Eli Lilly has joined the wave of pharmaceutical multinationals stepping up their R&D activities in Singapore, opening an expanded research facility, the Lilly Singapore Centre for Drug Discovery, in the island state’s Biopolis biomedical research complex.

Lilly announced a five-year, US$150 million expansion of its Singapore drug discovery programme in March 2007. The project, a partnership with the Singapore Economic Development board, involved expanding, renaming and relocating to the Biopolis the company’s existing Lilly Centre for Systems Biology (LSB), which started operations in November 2002.

When Lilly set up the LSB in 2001, it was the first pharmaceutical company to establish a research centre in Singapore, noted Jonathon Sedgwick, managing director and chief scientific officer of the Lilly Singapore Centre for Drug Discovery. In its earlier incarnation the Centre was primarily focused on biomarker identification in oncology, and it now drives a “substantial amount” of Lilly’s global cancer biomarker research and development, he said.

The expanded centre adds discovery research and integrated informatics to the mix. One unit, Drug Discovery Research, will focus on the identification and development of new medicines in the fields of oncology and diabetes. Research teams will work with adult stem cells and epigenetics, which involves changes in gene expression caused by environmental factors rather than any alteration of the underlying DNA sequence.

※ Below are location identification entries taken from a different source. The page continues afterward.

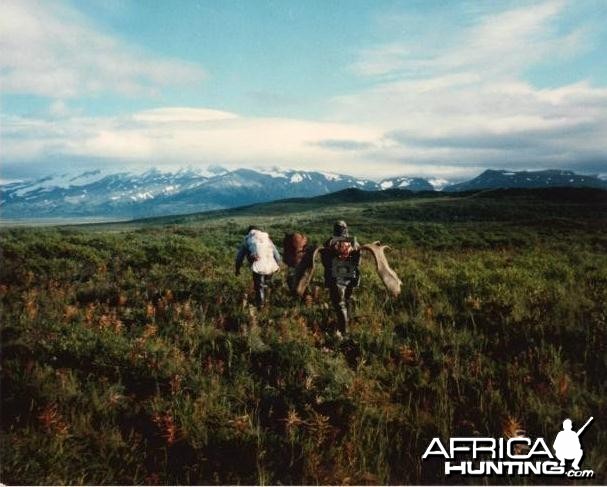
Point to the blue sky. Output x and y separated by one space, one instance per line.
419 88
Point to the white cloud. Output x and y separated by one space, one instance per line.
48 49
179 136
447 111
467 104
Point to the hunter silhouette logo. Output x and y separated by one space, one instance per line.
567 445
518 455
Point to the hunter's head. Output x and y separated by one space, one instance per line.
340 229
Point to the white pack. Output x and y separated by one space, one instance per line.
260 245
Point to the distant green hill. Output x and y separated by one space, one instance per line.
130 354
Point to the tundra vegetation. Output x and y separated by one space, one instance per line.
130 354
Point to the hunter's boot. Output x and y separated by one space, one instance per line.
342 319
259 284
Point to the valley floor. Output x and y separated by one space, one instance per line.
130 354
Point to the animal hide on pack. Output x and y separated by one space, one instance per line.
305 270
385 272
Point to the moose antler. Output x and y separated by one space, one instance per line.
385 272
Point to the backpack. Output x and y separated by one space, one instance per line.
342 259
260 246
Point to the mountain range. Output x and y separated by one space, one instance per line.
126 195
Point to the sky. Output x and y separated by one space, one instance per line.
369 88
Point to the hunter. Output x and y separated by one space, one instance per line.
263 257
341 260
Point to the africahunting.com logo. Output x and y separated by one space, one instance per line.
513 456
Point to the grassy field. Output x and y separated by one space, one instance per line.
130 354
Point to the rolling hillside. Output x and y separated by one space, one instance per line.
130 354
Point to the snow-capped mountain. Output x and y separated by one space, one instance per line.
124 195
412 184
154 193
494 179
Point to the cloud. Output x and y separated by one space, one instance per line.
347 145
446 109
177 136
466 103
48 49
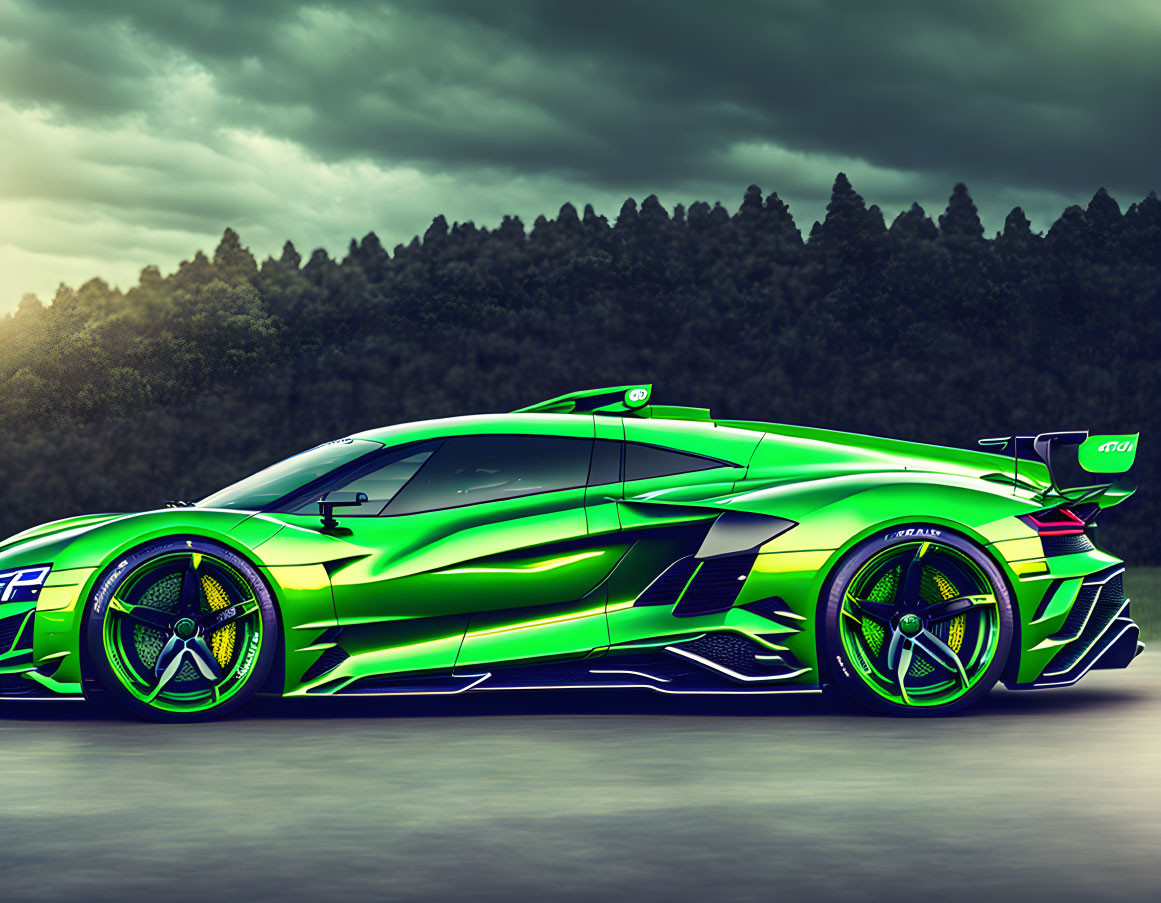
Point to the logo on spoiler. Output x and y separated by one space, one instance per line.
1108 454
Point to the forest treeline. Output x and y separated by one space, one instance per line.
924 330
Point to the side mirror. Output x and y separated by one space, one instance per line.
332 500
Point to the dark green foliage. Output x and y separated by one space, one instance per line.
113 401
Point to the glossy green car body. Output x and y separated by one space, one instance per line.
692 557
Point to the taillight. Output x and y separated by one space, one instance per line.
1055 522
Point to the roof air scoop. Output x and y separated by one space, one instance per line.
619 399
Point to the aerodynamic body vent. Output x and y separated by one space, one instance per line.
715 586
330 659
1066 544
669 585
1097 606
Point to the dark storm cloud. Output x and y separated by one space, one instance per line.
1043 93
134 130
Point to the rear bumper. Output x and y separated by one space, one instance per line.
1097 633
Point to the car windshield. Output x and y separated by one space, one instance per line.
268 485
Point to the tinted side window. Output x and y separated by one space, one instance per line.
381 478
643 462
468 470
606 462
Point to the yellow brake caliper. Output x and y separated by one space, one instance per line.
223 638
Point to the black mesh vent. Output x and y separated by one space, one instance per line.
1102 616
772 608
1113 590
14 685
738 655
715 586
330 659
1079 612
672 580
1066 544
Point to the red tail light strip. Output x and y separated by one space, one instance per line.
1057 522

The Integrative Informatics Unit at the Lilly Singapore Centre for Drug Discovery (LSCDD) is concerned with the integration of heterogeneous datasets, algorithm development, statistical analysis, and integrated data analysis workflows. The outcomes of these processes “eventually get wrapped up into state-of-the-art software tools for global implementation and usage by scientists and clinicians across all therapy areas at Lilly”, the company noted.

According to Sedgwick, the expanded Centre is the world’s first to conduct drug discovery through the integrated approach of Discovery Research, Integrated Informatics and Bioinformatics. The initiative reflects “our strategic desire to expand our research and development activities in Asia Pacific and gain better access to regional talent”, he added.

FIPNet model

It is also an example of how Lilly has created and pursued a Fully Integrated Pharmaceutical Network (FIPNet) model.

“For many years, most pharmaceutical companies have been following an integrated model known as FIPCO (Fully Integrated Pharmaceutical Company), in which ownership of all aspects of research efforts is typical,” Sedgwick commented. By contrast, the FIPNet model “is all about focusing on networking and outsourcing as well as collaboration and risk-sharing”.

The LSCDD, especially its drug development activities, “will operate exclusively through FIPNet and partner in areas that, while essential for the drug discovery process, are not essential for Lilly to own”, he explained. “This will allow Lilly to take advantage of a flexible cost structure and help speed the medicines in our pipeline to patients.”

The FIPNet model links activities between partners, but without the requirement that materials, compounds or back-end detailed information always return to a central unit. Hubs such as LSCDD “will generate collaboration and local decision-making”, Lilly believes.

“The vision is that, ultimately, the contract research organisations, pharma and biotech firms that Lilly works with will interact directly to achieve defined milestones,” it added. An additional goal of the FIPNet model is to spread the financial risk, as well as the rewards, associated with drug discovery among these different partners.